DS – Qualquer pessoa
pode ver um filme do António, o seu cinema é para todos, e qualquer espectador
é livre de fazer a sua interpretação. Porém, não será erróneo dizer que aquilo
que o António, de facto, quer transmitir deverá ser perceptível para um número
reduzido de pessoas?
AdM – É verdade,
tenho consciência disso. Mas é um problema meu, que não sei ultrapassar.
DS – Haverá
espectadores que serão atraídos aos filmes do António pelo seu lado fantástico,
porque gostam de Fantástico. Haverá outros que, de maneira geral, se interessam
por cinema português e é isso que procuram. E haverá outros que, de facto, vão
ao encontro da mensagem especial que o António quer transmitir.
AdM – Eventualmente,
espero bem que sim. Pelo menos, que haja alguns.
DS – Voltando a obra
para o mainstream… Acha que ela
sofreu por ter elementos que só alguns indivíduos, pela sua cultura, pela sua
sensibilidade, conseguem captar? Ou que, por terem um contacto mais próximo com
esses elementos, chegam a eles com mais facilidade?
AdM – Sofre sempre. É
evidente que só uma faixa limitada é que compreenderá, não gosto da palavra
“compreender”, neste sentido… Há, de facto, do ponto de vista esotérico, uma
mensagem, ou uma pergunta, como dizia há pouco, e penso que essa pergunta tem
de repercutir no espectador para que este se sinta motivado a responder.
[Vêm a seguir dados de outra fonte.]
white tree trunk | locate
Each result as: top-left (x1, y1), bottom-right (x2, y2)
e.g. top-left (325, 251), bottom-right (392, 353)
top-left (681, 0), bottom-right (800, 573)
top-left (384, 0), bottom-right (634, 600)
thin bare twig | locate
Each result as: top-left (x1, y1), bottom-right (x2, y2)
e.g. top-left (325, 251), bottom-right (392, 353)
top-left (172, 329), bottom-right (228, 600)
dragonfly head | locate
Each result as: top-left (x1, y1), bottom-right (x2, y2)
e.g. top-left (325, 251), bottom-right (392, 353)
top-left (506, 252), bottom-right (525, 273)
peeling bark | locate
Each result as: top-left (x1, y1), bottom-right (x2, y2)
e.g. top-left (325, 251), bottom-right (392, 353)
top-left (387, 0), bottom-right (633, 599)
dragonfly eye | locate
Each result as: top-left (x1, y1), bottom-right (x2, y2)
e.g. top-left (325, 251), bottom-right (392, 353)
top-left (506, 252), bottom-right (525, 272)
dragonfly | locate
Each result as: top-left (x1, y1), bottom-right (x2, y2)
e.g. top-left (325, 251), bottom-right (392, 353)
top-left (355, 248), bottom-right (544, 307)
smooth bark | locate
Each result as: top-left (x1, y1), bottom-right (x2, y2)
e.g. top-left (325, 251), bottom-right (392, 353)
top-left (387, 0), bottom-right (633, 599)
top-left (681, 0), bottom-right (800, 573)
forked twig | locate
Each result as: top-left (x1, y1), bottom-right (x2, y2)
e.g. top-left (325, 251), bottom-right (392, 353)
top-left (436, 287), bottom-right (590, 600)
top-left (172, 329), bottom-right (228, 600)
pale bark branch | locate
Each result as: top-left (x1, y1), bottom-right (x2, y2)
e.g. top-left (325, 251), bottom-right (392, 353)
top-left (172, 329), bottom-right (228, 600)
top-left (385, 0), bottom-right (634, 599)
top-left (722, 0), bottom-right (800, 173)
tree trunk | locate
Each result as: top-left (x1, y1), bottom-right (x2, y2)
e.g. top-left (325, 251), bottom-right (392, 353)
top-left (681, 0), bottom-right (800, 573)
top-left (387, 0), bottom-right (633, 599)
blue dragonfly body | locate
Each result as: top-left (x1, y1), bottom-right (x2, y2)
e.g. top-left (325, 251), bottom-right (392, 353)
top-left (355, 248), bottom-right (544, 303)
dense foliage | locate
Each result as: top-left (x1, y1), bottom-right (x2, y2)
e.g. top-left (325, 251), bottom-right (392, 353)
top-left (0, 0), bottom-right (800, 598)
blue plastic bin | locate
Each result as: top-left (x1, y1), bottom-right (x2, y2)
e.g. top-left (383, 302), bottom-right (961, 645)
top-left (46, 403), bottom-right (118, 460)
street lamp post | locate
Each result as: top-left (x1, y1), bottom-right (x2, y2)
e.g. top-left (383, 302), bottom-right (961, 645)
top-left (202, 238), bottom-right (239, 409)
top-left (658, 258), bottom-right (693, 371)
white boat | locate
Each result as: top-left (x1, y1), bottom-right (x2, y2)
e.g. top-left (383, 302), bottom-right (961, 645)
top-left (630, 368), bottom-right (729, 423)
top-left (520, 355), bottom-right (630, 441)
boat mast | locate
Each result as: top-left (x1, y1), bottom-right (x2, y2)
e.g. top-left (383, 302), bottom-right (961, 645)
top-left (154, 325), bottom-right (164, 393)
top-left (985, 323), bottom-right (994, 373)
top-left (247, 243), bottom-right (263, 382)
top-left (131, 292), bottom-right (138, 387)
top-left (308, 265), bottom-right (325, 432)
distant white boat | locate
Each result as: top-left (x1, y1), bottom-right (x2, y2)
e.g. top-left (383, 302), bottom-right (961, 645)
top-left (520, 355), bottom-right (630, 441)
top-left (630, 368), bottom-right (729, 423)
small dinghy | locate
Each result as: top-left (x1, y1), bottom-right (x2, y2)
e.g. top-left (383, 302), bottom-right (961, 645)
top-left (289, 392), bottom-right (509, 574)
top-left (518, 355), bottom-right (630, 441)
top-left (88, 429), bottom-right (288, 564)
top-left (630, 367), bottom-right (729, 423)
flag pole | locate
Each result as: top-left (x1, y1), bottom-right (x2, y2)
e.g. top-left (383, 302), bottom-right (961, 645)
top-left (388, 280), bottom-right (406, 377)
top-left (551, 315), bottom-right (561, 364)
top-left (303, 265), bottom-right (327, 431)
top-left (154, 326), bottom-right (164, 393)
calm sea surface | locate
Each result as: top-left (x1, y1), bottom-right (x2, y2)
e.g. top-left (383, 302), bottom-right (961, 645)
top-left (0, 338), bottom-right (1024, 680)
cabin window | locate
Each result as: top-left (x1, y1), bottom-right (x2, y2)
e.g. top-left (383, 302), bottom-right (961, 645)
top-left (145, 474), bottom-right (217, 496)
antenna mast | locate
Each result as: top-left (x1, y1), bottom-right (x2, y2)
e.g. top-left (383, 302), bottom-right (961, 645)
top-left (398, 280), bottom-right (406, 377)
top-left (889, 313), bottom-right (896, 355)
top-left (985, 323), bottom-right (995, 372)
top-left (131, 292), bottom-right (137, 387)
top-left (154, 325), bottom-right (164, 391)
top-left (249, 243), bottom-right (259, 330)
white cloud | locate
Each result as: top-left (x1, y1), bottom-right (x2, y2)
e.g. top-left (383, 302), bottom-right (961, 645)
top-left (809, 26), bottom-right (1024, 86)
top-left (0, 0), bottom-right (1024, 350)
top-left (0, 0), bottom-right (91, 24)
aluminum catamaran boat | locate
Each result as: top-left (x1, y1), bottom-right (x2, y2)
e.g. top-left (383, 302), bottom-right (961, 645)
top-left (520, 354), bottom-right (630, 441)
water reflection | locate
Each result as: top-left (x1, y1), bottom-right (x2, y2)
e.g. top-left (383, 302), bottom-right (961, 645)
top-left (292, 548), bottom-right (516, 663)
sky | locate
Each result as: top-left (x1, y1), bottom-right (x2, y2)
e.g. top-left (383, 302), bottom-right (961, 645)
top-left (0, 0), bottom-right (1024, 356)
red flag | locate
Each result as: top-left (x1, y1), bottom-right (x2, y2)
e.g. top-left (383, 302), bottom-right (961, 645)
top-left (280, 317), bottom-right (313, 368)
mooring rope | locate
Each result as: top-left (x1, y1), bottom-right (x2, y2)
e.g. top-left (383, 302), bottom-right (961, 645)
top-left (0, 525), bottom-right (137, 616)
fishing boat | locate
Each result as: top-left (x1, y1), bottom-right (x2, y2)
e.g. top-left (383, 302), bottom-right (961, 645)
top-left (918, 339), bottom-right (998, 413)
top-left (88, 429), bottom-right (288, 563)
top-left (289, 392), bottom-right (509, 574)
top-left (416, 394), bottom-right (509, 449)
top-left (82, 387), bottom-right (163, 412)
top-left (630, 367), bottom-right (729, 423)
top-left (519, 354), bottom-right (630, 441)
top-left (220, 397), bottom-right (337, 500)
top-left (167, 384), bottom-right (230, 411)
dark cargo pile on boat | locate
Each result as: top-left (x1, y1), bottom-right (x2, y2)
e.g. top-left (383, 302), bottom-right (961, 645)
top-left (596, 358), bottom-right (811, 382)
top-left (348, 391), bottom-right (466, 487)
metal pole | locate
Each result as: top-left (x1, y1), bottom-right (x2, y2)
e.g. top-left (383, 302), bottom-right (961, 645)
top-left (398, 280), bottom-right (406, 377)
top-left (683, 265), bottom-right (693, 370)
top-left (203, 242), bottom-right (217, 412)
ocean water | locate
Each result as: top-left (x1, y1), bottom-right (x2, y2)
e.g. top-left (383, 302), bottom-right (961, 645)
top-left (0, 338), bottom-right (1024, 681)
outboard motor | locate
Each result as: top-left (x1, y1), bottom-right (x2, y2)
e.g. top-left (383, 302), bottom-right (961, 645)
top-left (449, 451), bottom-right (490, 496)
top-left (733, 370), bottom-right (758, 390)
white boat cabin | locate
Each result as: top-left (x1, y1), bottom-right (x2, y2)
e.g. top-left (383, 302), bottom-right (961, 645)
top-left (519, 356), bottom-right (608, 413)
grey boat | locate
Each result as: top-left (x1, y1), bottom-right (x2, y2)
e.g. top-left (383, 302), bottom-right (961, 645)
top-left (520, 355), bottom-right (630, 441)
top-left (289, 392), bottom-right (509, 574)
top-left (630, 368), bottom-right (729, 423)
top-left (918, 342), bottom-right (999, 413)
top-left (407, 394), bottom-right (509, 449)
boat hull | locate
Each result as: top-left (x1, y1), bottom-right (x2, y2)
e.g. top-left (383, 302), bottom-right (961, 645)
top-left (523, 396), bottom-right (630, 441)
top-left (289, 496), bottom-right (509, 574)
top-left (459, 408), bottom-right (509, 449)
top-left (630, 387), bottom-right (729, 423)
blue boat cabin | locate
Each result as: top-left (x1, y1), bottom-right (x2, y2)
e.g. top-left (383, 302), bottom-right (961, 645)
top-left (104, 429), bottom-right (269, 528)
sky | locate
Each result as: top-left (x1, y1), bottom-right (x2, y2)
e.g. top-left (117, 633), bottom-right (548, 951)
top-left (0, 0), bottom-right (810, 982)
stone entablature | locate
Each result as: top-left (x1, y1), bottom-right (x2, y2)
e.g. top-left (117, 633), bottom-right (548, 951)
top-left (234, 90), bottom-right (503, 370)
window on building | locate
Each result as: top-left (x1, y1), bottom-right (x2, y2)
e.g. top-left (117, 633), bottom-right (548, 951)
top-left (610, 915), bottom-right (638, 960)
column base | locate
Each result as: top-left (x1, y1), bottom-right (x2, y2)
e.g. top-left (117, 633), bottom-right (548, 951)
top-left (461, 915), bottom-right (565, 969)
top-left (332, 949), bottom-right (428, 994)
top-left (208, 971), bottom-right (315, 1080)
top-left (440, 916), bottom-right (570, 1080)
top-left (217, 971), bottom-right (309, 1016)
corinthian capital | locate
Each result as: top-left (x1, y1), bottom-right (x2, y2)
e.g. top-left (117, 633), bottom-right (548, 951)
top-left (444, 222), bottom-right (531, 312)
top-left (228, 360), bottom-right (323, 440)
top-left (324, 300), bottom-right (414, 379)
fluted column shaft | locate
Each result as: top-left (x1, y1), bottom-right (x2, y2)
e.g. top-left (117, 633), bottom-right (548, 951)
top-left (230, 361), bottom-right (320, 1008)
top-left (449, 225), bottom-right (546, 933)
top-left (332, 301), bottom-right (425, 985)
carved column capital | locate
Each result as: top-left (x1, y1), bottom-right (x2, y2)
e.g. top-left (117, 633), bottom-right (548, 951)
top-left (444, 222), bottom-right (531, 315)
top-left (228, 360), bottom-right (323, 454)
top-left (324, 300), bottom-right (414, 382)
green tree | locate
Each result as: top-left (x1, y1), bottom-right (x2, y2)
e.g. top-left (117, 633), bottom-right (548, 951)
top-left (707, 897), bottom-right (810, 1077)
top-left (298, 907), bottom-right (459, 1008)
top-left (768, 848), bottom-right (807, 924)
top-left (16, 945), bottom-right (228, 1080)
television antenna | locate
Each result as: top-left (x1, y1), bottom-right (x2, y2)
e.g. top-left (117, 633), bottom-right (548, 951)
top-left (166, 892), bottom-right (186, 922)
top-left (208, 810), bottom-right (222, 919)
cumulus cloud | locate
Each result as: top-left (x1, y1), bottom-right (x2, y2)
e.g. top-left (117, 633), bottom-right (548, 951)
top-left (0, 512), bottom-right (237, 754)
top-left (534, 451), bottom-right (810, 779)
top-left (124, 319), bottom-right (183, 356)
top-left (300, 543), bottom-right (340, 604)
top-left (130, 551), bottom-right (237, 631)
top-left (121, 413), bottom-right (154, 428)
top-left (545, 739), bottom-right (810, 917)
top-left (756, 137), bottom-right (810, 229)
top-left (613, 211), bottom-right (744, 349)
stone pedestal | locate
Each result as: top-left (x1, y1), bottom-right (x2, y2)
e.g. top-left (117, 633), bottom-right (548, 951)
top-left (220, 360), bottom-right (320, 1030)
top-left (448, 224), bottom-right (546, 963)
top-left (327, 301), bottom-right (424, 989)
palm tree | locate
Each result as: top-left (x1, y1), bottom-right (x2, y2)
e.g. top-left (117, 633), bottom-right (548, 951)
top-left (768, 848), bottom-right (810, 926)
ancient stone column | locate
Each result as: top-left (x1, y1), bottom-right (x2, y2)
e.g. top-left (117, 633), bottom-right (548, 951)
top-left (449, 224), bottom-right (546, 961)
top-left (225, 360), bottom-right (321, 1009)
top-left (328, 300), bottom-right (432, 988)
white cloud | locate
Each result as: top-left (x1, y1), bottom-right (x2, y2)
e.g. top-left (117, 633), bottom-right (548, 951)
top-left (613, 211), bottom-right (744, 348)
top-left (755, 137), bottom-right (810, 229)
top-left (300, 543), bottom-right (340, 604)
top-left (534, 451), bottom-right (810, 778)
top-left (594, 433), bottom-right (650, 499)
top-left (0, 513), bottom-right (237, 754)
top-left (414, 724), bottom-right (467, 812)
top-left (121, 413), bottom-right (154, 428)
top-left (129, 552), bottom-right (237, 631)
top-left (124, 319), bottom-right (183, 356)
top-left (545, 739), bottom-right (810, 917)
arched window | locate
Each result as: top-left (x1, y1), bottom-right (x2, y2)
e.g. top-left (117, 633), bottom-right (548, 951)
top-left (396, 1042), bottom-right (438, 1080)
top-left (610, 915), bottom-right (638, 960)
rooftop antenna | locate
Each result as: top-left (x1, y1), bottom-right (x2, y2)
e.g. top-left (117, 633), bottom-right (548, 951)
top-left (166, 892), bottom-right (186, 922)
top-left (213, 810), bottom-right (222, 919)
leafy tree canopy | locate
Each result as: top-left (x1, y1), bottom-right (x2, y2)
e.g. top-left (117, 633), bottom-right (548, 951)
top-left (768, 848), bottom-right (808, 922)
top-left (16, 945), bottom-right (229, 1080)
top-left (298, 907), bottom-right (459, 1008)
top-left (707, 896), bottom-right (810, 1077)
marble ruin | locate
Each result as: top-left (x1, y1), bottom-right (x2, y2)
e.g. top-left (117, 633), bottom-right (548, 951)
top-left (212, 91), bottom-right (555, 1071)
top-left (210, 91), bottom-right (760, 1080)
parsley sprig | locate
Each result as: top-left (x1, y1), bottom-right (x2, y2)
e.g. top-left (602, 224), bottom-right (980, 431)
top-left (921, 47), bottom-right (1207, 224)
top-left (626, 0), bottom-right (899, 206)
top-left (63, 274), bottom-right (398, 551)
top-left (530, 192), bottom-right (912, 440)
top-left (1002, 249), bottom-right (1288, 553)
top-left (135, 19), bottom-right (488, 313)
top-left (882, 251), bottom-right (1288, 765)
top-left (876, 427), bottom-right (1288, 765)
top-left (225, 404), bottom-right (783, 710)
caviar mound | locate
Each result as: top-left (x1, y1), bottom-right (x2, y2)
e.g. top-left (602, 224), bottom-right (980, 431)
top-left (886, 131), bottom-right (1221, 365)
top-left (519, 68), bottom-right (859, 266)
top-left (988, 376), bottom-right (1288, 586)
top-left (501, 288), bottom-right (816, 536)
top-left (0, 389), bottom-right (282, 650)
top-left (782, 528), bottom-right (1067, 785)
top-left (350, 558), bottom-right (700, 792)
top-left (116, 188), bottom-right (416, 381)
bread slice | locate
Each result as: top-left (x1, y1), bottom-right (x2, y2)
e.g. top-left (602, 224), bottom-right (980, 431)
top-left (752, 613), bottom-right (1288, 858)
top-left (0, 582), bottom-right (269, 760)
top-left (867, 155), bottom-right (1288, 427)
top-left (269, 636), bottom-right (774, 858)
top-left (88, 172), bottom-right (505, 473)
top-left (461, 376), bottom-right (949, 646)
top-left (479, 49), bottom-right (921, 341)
É
curioso, porque uma das críticas que costumava ser feita aos meus filmes era a
de que eu fazia “piscadelas de olho” ao público: isto é, fazia um tipo de
cinema que, aparentemente, era “divertido”, entre aspas, para o grande público.
Nem que fosse um drama, como o «Domingo à
Tarde», ou um filme como o «Chá Forte
Com Limão», era visto como um cinema apetecível para o grande público. Como
se isso fosse um crime… que não é, porque… Lá está!, o grande público… há do
grande público quem seja atraído pela fantasia, outros são atraídos por outra
coisa qualquer… Mas, provavelmente, só pouquíssimos é que irão perceber os
filmes: isto é, assimilar, aceitar ou entender, mais ou menos, aonde eu quero
chegar. Mas, seja como for, aquilo que eu quero dizer está lá e mesmo a faixa
maior do público que vai assistir só pelo divertimento – “olha que engraçado, tem aqui um fantasma, que divertido que isto é” – mesmo
para esses há qualquer coisa que fica. A ideia é esta: “vamos pôr isto de uma forma o mais acessível possível”, embora
incorrendo na ira dos tais críticos que dizem que eu faço piscadelas de olho ao
grande público, como se o grande público fosse uma coisa horrível, mas,
enfim... O que eu quero dizer está lá. Mais ou menos escondido ou
não-escondido… ou não-aparente para um determinado tipo de pessoas e mais
aparente para uma faixa mais reduzida… mas o que eu quero dizer – ou perguntar
– está lá e fica semeado em todos: mesmo naqueles que vão assistir só para se
divertirem um bocado. E as coisas, quando são semeadas, germinam – mais tarde
ou mais cedo. Provavelmente, em alguns, poucos, germinarão mais cedo; em outros,
poderão germinar mais tarde – ou até nunca germinar. Essa é que é a minha
preocupação. Não estou muito preocupado com o tipo de receptividade que se
possa vir a ter, porque sei que se acabará por ter, mais tarde ou mais cedo.
Aliás, como está a haver, curiosamente, quarenta, trinta anos depois! Na altura
foi um descalabro completo. Quarenta ou trinta anos depois, está-se a ver agora
um certo tipo de público a aderir… Não sei se está a aderir pelo melhor lado ou
pelo pior lado… não me preocupo…
DS – Vão ao caminho.
AdM – Vão ao caminho.
Ou seja, aparentemente, eu tinha razão.